Question on splitting input sequence

Hey everyone,

I’ve trained Roberta for a token classification task, and unfortunately some of my input text are just over 512 tokens long. It shouldn’t be a big problem for me to split the task in half and assess each half separately. I don’t want to just split the input text though, in case I accidentally split a word in-half, which could damage a critical entity.

My current plan is to tokenize the input text, use np.array_split() to split the input text into 510-long chunks (so I can add the sequence beginning and end tokens), run the model for each chunk, and then stitch the outputs of each chunk together to form one output that should match the original input.

The reason I am doing this manually is because I’m doing an ONNX export of the model so I won’t be using huggingface’s built in pipelines. I guess my question is, is there a better way of doing token classification for sequences > 512? I read somewhere that there’s a chunk pipeline in huggingface that analyzes over-lapping chunks and then averages out the predictions on the overlapping segments. Is there a way for me to access the components of this chunking pipeline outside of actually using the full pipeline for inference?

I hope what I’m asking makes sense!

Did you find the answer to this , I am also looking for the same.

Unfortunately not. I think I’m just going to implement my own splitting/chunking logic for now and if I can figure out how the pre-process pipeline for chunking works, I’ll try to use those functions from the transformers library. I’ll reply here if I figure that out!

1 Like

So I built out my own chunking pipeline and this was my logic. I can post my code here later if you’re stuck but it’s relatively straightforward. Keep in mind that I am using ONNX so I’m working with the output logits of my token classifier directly.
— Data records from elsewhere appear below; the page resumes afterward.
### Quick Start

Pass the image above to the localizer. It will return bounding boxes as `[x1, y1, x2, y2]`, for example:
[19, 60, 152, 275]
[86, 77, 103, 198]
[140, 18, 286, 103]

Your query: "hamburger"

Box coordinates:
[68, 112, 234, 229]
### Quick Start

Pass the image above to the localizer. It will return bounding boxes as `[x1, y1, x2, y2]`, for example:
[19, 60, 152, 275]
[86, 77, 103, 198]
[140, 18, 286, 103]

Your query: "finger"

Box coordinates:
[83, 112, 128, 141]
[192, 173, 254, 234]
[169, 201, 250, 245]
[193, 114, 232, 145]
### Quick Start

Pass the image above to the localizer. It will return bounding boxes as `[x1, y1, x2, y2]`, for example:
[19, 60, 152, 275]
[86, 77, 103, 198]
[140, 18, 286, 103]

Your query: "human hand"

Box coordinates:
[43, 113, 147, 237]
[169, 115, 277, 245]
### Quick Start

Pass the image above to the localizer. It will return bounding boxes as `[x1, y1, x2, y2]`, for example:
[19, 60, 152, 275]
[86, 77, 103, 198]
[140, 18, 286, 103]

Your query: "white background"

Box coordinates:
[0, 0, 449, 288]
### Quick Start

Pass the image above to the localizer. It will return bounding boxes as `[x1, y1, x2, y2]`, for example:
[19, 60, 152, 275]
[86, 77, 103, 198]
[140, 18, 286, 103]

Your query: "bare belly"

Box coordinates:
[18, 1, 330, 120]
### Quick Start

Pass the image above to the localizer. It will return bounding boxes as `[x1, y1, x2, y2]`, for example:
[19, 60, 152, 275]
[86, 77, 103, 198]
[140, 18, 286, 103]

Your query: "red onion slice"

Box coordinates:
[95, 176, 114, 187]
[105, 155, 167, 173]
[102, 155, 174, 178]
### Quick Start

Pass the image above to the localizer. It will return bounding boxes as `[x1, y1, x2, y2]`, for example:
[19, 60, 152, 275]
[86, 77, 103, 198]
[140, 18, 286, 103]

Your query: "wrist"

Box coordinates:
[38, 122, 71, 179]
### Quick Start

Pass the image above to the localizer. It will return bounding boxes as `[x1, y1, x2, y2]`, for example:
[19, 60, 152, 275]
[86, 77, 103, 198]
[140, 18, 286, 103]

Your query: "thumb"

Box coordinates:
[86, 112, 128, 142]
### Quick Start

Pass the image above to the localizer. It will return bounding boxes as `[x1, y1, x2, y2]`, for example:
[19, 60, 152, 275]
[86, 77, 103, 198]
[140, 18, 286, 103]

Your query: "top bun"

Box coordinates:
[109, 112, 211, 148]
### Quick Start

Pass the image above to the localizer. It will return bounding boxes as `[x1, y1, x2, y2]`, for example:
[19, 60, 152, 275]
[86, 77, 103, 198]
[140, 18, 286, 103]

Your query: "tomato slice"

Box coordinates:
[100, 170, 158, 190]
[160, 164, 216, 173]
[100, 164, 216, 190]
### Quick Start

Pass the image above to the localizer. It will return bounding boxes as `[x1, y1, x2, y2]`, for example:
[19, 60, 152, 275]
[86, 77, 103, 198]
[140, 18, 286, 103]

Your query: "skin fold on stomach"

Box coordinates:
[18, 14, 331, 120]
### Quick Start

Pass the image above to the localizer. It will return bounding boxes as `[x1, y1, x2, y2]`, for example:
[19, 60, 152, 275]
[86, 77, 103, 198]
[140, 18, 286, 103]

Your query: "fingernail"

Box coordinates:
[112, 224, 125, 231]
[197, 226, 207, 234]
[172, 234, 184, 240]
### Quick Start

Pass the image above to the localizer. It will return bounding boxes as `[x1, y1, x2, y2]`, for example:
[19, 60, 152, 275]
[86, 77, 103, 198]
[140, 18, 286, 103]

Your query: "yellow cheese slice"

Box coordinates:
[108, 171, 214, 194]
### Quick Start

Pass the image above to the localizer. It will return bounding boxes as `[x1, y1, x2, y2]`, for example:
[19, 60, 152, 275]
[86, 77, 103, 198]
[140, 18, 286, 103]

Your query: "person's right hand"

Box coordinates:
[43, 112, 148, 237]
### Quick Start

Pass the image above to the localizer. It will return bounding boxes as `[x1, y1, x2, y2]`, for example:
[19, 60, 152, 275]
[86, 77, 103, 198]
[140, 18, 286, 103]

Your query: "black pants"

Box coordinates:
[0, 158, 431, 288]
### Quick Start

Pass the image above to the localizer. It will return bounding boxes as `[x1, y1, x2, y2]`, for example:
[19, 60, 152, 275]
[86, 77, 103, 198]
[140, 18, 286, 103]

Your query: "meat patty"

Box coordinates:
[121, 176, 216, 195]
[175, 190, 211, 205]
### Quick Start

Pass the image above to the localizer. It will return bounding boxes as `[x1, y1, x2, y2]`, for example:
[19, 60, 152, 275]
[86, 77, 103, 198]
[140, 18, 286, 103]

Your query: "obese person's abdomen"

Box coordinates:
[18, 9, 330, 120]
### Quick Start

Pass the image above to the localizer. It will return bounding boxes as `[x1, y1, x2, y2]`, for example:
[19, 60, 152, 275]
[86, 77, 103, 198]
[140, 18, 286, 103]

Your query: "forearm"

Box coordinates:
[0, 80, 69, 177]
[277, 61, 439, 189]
  1. Tokenize your input sequence using the tokenizer for your model
  2. Check if the length of the tokenized inputs is > 512. If not, you can just operate normally.
  3. For simplicity, I extract the [“input_ids”] and [“attention_mask”] from the output dictionary from the tokenizer into two separate lists.
  4. I use more_itertools.windowed() to iterate over each list to extract chunks of length 510 and with 32 tokens of overlap. I throw these list of chunks into two new lists.
  5. I check each chunk for the presence of the sequence start/end tokens at the beginning at the end. I chose chunks of length 510 so that for all the middle chunks, I can add the extra tokens and still be in the 512 limit.
  6. I take each input_id and attention_mask chunk and create a new dictionary, and append it to a new list.
    6b (optional) Instead of appending each to a list, you may choose to stack them together in a new numpy array so you can put them through the model as a batch instead of doing it one at a time.
  7. Iterate through each of the chunks (or batch if you went with 6b) and get the output logits for each chunk. Strip the first or last batch of scores for each chunk correlating to if you added a begin/end sequence token or not.
  8. Add the output logits of the first chunk directly into a new list.
  9. For each subsequent chunk, take the last X (where X is the amount of overlap) sets of scores from the master list of scores, and the first X sets of scores from the output of this chunk, average them, and replace them in the master list. Then take the remaining chunk scores and add them to the master list. Repeat until finished going through all of the chunks.
  10. Argmax the score to get the label id of the best scoring label for each token.
  11. Convert token labels to entities and stitch together IOB labels as necessary to finish your data extraction.

I hope that train of logic makes sense and helps you out!

1 Like